I trekked to endangered mountain gorillas – this is how it felt | World | News

Steph Spyro standing beside a mountain gorilla

Steph Spyro standing beside an endangered mountain gorilla in Bwindi Impenetrable National Park (Image: Adam Gerrard/Daily Express)

I have seen gorillas before but never like this.

In zoos, I have watched them through glass: their vast, expressive eyes dulled by confinement, their powerful bodies subdued alongside signs pleading with visitors not to tap glass or flash cameras.

It is deeply unsettling meeting a creature in a place so unlike its home.

There isn’t a single mountain gorilla in captivity in the entire world. The animals do not adapt to captive life, making their survival entirely dependent on protecting their natural habitat.

So, when I found myself lacing up my boots on the edge of Uganda’s Bwindi Impenetrable National Park, preparing to step into one of the last true sanctuaries of the endangered mountain gorilla, it felt less like a trip and more like a pilgrimage.

Long before I set foot in Uganda, the journey had already begun.

There was the £600 permit from the Ugandan Wildlife Authority, a fee that helps fund the fragile survival of these animals and the ecosystems they depend on.

Then came a Covid-19 throwback in the form of a trip to my local pharmacy for face masks.

The rules are uncompromising. A cough, a fever, even the faintest hint of illness could bar entry.

These gorillas share around 98% of our DNA, and with that similarity comes deadly vulnerability to human disease.

I navigated the germ-laden crush of the London Underground in the days leading up to the trek and endured the long-haul flight to Central Africa with quiet vigilance, hoping my body would not betray me.

It never did and at dawn one Thursday, the real journey began.

The forest earns its name quickly. Thick vines twist like ropes. Branches claw at my clothes. Rangers swing sickles in rhythmic arcs, carving a path where none sometimes seems to exist.

The air is heavy with the scent of damp earth and decaying leaves; mud clings stubbornly to every crevice of my boots.

We walked single file, deeper and deeper, following faint trails left by trackers and the thousands who have come before, all drawn by the same hope. To see them.

We were searching for a habituated family, a group that has spent years slowly learning to tolerate the presence of humans.

It can take up to five years for gorillas to accept us into their world, and even then, the privilege is fragile.

After about an hour, we heard a sound.

A low, resonant call broke through the forest’s morning chorus.

Rare sighting of a silverback carrying a baby

Rare sighting of a silverback carrying a baby in Uganda (Image: Adam Gerrard/Daily Express)

Branches shook overhead. Leaves spiralled down through shafts of dim light. I looked up and a ball of black fur high in the canopy moved with great purpose as it foraged for breakfast.

Our guide, Amos, motioned silently. Masks on.

We moved closer towards him, with heads turned up to the sky.

And then, suddenly, they were everywhere. Not just the one in the tree but dotted all around us.
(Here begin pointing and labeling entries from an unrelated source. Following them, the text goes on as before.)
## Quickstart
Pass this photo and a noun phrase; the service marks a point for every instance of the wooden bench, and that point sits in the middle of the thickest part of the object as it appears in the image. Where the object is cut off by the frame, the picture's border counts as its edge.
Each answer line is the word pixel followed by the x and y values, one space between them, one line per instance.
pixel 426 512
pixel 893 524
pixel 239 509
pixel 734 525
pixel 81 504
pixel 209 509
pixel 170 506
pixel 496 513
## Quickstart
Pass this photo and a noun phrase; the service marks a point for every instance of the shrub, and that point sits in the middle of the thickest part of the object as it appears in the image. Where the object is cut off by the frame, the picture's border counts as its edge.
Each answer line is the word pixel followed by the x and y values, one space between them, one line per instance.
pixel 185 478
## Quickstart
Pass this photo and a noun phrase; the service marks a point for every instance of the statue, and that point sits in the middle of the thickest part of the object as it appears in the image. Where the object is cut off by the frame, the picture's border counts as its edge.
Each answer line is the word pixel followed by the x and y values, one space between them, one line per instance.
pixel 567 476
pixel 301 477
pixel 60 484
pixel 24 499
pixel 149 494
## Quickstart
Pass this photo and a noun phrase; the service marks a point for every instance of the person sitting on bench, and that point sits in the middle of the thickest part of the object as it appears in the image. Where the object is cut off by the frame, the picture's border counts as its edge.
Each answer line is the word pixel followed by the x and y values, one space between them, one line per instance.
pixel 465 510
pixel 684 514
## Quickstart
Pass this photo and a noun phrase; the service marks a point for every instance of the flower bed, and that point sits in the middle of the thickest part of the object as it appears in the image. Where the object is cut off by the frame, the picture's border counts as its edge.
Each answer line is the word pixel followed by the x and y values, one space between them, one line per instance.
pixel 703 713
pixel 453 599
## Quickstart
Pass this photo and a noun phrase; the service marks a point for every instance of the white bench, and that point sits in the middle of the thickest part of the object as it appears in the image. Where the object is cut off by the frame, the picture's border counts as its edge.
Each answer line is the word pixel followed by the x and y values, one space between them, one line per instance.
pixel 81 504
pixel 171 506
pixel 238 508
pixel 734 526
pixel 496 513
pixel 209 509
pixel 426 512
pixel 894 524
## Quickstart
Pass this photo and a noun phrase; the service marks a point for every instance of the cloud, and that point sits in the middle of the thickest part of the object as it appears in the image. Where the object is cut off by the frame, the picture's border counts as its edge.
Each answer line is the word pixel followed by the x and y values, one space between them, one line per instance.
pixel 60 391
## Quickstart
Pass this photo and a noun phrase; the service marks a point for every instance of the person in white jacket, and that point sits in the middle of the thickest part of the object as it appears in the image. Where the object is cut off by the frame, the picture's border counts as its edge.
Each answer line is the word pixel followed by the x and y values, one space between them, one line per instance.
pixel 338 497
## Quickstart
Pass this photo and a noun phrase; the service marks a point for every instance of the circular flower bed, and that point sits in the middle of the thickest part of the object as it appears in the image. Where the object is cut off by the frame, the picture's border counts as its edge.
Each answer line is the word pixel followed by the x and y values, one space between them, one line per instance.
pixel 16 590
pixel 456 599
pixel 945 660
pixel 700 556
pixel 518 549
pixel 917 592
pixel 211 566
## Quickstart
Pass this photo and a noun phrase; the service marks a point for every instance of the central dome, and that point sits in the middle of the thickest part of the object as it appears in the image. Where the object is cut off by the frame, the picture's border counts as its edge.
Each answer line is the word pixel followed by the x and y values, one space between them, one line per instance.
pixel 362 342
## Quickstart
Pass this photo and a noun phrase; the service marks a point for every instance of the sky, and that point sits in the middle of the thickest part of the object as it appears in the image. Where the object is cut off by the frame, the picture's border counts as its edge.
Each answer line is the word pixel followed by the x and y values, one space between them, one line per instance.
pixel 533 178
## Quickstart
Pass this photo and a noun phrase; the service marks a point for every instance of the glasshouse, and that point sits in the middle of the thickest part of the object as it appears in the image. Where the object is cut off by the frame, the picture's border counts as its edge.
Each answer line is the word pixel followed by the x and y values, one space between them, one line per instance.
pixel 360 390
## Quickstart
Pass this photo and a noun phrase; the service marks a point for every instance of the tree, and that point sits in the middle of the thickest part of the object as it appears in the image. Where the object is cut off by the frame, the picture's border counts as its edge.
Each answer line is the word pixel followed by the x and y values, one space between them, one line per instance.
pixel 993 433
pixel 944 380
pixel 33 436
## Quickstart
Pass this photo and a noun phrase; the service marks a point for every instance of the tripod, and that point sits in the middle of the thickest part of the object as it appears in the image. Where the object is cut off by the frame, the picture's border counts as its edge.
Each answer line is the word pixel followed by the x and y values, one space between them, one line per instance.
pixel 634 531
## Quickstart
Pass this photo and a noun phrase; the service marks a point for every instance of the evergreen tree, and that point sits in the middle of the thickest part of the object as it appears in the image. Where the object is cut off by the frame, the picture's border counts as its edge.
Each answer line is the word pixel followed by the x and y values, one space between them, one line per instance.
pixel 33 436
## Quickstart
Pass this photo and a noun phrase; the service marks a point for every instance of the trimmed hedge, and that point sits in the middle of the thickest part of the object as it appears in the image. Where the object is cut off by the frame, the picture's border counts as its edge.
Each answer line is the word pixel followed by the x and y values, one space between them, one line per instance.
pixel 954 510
Young gorillas tumbled playfully down a slope, rolling and somersaulting like children in a playground.

One paused, peering at us with curiosity before turning back to the nutritious foliage on offer.

Another emerged and stopped us in our tracks just an arm’s length away. I held my breath. Too close. And then another followed suit closely behind.

The careful rule, keep a seven-metre distance, dissolved in the face of reality occasionally as the animals moved around us.

The 17-strong Rushegura family were mostly unbothered or unimpressed by our presence.

We, on the other hand, were transfixed.

Something happened that even our seasoned guide of nearly 14 years had never witnessed: a massive silverback, weighing around 200kg, allowing a baby to clamber onto his back and ride deeper into the park.

Steph Spyro posing with guides during a trek

Reporter Steph Spyro posing with guides during a mountain gorilla trek (Image: Adam Gerrard/Daily Express)

The view inside Bwindi Impenetrable National Park

The view inside Bwindi’s Impenetrable National Park (Image: Adam Gerrard/Daily Express)

For a few seconds, the great patriarch became something softer – a caretaker.

And just when it felt the morning could offer no more, the animals delivered one final, unforgettable display.

Another younger silverback strode into view. He paused, gazing into the vast green expanse, then rose, towering onto two legs.

His chest thundered and pounded on his chest, creating a high-pitched “pop pop” sound which echoed through the trees.

A reminder that this is his kingdom, and we simply his guests for a moment.

We took the hint and began our trek out the forest which seemed to close behind us again – erasing any trace of the encounter.

Unlike our footprint in the mud, these memories will always remain, alongside the enduring desire to protect the only recently critically endangered animals currently in the fight of their lives.